New-York. From Hate to Love
A mixed-media project by Marina Eng about her complex immigrant relationship with New York City. Self-portraits reflecting her emotional state against the backdrop of a city that seems to pass through her.
I moved to New York from Moscow 13 years ago. Since then, the relationship between me and this city has been a complicated one. In New York, there’s too much of everything: buildings, cars, people, storefronts, windows, floors, subway lines, the homeless, the wealthy, nationalities, languages, sounds, smells, trash, rats, pigeons.
It’s a city where it’s hard to find solitude, yet loneliness is deeply felt. Life moves at a frantic pace here—people eat, drink, start relationships, and make friends on the go. It feels like you’re always falling behind—behind fashion, schedules, news, the bus, life.

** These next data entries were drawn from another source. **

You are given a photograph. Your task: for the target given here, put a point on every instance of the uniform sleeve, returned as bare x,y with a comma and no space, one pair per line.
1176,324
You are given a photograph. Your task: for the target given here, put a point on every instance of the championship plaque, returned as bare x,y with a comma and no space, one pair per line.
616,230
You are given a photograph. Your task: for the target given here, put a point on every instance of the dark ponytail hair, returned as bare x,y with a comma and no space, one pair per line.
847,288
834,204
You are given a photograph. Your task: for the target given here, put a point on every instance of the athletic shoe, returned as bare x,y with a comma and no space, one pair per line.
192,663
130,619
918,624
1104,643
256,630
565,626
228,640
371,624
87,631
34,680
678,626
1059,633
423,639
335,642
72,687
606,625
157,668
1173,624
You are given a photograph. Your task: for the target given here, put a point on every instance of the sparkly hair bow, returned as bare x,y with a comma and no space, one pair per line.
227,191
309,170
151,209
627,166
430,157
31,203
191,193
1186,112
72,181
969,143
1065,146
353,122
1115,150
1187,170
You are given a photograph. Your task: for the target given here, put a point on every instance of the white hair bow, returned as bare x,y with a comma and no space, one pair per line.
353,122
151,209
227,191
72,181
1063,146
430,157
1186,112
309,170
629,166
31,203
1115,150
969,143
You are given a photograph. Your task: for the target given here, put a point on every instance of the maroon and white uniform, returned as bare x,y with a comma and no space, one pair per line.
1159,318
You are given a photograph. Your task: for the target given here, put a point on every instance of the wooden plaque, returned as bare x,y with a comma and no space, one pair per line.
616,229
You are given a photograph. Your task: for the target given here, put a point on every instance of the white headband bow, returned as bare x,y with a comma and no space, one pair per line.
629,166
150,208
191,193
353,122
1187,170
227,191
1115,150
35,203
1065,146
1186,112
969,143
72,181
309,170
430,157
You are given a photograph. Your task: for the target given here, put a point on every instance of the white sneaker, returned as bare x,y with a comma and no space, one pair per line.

My project is a mix of several media: digital photography, collage, and video. I chose this form of expression because I cannot portray New York as static—it’s always in motion, changing and transforming every second. This city blurs before your eyes and breaks into a million fragments, blinding you with its bright lights and deafening you with ambulance sirens. The visual narrative of the project is composed of my self-portraits interwoven with video sketches of the city.
This work is my attempt to make peace with the city, to find my place in it, to let it pass through me—and perhaps, finally, to love it.